June 26, 2013

Separate the People from the Problem: Emotion [ARR]



Annie's Reading Room

Last week, we reviewed some strategies to mitigate challenges that may be associated with perception when separating the people from the problem. This week we move onwards to emotion, an inevitable component of interacting with another human, but one that can make negotiation quite tricky.

Emotion
People often come to a negotiation realizing that the stakes are high and feeling threatened. As you probably already know first-hand, emotions on one side will generate emotions on the other.

First recognize and understand emotions, theirs, and yours. “In dealing with negotiators who represent organizations, it is easy to treat them as mere mouthpieces without emotions. It is important to remember that they too, like you, have personal feelings, fears, hopes, and dreams. Their careers may be at stake.” Assess why you and they are producing the expressed emotions.
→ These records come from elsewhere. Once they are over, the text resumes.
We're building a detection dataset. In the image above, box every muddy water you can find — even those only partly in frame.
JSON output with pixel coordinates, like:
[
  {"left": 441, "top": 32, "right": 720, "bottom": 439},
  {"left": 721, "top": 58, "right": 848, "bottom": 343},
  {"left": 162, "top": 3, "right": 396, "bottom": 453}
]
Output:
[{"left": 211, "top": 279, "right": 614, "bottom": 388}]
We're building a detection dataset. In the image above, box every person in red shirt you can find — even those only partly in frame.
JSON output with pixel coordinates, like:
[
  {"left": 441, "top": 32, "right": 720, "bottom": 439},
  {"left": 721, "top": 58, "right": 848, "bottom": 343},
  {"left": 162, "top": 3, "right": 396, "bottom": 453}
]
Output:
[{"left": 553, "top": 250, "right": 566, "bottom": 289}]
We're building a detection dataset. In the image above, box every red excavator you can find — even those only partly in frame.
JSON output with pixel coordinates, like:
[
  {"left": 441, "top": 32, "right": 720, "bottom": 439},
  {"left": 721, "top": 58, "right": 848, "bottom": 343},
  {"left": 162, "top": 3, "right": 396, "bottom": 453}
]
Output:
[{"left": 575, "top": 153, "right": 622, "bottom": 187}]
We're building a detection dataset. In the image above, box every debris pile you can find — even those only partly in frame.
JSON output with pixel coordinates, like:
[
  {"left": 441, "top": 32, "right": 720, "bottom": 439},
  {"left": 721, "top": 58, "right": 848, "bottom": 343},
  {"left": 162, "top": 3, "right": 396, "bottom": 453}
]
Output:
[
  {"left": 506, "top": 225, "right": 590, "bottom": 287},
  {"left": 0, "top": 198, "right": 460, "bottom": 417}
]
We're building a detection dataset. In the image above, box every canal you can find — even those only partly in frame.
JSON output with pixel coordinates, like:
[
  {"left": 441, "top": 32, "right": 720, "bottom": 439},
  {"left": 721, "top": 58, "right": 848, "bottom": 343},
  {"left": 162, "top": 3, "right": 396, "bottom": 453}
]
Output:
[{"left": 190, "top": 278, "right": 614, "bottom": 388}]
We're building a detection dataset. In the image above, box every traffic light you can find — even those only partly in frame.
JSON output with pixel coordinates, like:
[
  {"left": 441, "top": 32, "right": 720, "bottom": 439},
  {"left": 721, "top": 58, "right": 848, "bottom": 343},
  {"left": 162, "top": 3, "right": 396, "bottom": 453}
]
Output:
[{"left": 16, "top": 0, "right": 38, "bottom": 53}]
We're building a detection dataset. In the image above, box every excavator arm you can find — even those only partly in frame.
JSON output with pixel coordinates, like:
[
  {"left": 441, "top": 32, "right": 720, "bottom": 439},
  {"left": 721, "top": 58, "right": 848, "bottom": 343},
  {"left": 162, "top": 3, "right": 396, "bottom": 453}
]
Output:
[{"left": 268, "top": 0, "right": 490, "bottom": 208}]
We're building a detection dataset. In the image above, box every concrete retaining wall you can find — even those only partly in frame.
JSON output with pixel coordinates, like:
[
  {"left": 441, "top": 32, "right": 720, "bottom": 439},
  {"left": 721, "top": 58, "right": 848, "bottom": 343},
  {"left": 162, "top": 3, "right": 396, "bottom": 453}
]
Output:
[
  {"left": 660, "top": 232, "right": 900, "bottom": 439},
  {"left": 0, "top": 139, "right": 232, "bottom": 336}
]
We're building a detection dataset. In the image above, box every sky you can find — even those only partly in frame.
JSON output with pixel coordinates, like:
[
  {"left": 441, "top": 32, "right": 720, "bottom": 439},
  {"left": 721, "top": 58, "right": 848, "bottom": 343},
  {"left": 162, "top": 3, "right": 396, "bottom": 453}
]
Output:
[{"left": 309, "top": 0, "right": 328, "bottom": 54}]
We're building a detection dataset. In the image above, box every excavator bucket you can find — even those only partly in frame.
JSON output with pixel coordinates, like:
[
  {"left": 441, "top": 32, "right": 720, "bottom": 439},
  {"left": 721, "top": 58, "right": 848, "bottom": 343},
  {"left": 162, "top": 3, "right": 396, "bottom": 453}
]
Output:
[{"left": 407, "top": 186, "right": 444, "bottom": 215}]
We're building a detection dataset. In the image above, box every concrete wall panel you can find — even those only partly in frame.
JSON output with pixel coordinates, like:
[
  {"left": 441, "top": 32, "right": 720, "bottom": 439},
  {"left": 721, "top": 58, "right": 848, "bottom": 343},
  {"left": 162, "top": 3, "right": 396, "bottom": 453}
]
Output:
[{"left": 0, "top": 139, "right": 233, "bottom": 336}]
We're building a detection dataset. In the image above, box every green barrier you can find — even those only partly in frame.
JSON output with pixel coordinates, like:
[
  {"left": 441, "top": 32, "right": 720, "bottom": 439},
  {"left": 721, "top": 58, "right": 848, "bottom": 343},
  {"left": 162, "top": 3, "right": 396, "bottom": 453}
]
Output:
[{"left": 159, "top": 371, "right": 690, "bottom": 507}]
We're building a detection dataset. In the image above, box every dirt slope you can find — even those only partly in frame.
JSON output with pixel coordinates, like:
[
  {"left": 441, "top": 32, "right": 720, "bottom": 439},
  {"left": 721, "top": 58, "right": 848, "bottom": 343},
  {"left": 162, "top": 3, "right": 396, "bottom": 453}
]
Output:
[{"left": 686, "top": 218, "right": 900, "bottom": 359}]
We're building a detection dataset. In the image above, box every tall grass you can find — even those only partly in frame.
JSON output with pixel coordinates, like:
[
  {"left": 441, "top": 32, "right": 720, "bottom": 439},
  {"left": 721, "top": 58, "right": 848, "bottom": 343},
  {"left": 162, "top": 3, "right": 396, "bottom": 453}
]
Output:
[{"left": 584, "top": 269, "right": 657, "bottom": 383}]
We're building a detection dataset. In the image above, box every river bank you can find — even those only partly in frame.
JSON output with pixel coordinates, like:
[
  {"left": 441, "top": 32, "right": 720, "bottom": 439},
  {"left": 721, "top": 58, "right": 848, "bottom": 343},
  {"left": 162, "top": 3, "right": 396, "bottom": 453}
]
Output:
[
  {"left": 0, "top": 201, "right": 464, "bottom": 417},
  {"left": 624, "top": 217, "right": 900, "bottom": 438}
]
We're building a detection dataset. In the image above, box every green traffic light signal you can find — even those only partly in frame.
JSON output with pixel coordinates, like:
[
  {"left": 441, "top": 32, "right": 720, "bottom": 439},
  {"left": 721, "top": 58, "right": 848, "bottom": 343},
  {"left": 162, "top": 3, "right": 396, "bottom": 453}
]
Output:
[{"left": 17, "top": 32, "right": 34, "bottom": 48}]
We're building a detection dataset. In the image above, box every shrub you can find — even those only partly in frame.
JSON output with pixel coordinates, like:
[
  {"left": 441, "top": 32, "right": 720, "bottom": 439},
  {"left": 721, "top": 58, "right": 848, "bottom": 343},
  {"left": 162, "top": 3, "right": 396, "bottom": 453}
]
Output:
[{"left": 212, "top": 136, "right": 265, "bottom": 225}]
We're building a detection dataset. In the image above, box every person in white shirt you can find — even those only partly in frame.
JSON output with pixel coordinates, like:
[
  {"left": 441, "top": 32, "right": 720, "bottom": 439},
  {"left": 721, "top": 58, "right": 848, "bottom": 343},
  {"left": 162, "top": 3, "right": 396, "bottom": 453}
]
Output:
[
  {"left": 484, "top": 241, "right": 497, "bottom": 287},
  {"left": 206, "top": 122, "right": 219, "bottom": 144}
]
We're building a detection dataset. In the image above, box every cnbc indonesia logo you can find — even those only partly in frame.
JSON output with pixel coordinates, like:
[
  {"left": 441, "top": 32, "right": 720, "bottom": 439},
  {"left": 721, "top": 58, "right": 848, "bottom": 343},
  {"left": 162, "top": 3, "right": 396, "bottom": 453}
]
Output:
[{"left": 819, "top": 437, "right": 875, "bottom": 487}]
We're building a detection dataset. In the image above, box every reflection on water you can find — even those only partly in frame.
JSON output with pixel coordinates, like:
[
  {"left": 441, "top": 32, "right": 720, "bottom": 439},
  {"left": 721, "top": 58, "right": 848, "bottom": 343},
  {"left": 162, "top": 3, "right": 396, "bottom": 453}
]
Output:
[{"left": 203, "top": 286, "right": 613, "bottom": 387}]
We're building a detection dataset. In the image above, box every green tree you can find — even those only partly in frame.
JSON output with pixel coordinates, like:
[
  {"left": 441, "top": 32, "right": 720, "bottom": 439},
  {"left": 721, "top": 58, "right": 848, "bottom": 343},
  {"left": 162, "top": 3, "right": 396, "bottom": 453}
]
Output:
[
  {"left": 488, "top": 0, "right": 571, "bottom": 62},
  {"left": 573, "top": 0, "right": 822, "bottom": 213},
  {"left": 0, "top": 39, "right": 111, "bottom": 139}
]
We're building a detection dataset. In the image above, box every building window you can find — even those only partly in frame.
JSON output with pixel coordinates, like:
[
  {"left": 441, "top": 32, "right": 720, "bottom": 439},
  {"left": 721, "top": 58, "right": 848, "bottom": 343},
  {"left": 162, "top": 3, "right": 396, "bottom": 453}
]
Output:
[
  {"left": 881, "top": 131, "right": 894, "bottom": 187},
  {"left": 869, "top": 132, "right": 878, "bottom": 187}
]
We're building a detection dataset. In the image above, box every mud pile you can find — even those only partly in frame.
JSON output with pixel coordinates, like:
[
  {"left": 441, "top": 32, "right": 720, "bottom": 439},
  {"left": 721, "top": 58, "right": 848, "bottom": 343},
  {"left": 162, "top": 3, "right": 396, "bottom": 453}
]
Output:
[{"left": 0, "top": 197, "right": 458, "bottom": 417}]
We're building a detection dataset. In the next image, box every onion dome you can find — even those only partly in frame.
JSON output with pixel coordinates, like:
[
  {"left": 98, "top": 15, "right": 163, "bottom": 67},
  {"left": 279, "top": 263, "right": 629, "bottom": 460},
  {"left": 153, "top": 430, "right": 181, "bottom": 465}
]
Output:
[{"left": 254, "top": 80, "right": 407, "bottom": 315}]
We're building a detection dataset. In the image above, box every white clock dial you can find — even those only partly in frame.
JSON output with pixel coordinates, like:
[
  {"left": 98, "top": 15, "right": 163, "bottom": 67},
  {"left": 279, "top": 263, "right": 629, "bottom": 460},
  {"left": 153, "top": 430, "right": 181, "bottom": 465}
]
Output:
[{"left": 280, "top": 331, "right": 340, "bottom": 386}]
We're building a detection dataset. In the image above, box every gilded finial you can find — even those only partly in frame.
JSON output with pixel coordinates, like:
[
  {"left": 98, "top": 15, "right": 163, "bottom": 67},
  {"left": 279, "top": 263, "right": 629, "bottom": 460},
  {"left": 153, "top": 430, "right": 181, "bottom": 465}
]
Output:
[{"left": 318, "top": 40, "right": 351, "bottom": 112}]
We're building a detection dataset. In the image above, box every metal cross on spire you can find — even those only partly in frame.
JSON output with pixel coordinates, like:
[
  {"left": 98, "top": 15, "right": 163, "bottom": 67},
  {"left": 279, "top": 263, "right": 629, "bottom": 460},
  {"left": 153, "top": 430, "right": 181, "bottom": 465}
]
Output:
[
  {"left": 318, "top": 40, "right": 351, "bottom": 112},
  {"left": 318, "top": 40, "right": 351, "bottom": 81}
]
Separate the People from the Problem:
Emotion
Pay attention to “core concerns.” Many emotions in negotiation are driven by a core set of five interests:
·         Autonomy: the desire to make your own choices and control your own fate
·         Appreciation: the desire to be recognized and valued
·         Affiliation: the desire to be an accepted member of some peer group
·         Role: the desire to have a meaningful purpose
·         Status: the desire to feel fairly seen and acknowledged.

Trampling on these interests tend to generate strong negative emotions. Attending to them can build rapport and a positive climate for problem-solving negotiation.

Consider the role of identity.
“If you feel that you have unexpectedly stepped on a land mine in your conversation, think about whether they might be experiencing a threat to their identity from something you have said. Similarly, if you find yourself feeling off-balance and emotional, ask yourself if your sense of identity feels threatened.”

Make emotions explicit and acknowledge them as legitimate
. “Freed from the burden of unexpressed emotions, people will become more likely to work on the problem.”

Allow the other side to let off steam
. Although challenging, the best strategy to adopt while the other side lets off steam is to listen quietly without responding to their attacks, and occasionally to ask the speaker to continue until he has spoken his last word. In this way, you offer little support to the inflammatory substance, give the speaker every encouragement to speak himself out, and leave little or no residue to fester.

Don’t react to emotional outbursts
. One approach that was used successfully during 1950’s steel industry labor negotiations, was that only one person could be mad at a time.

Use symbolic gestures
. A meal together, a small gift, a handshake, or an apology (even if you do not admit personal responsibility) can diffuse intense emotions.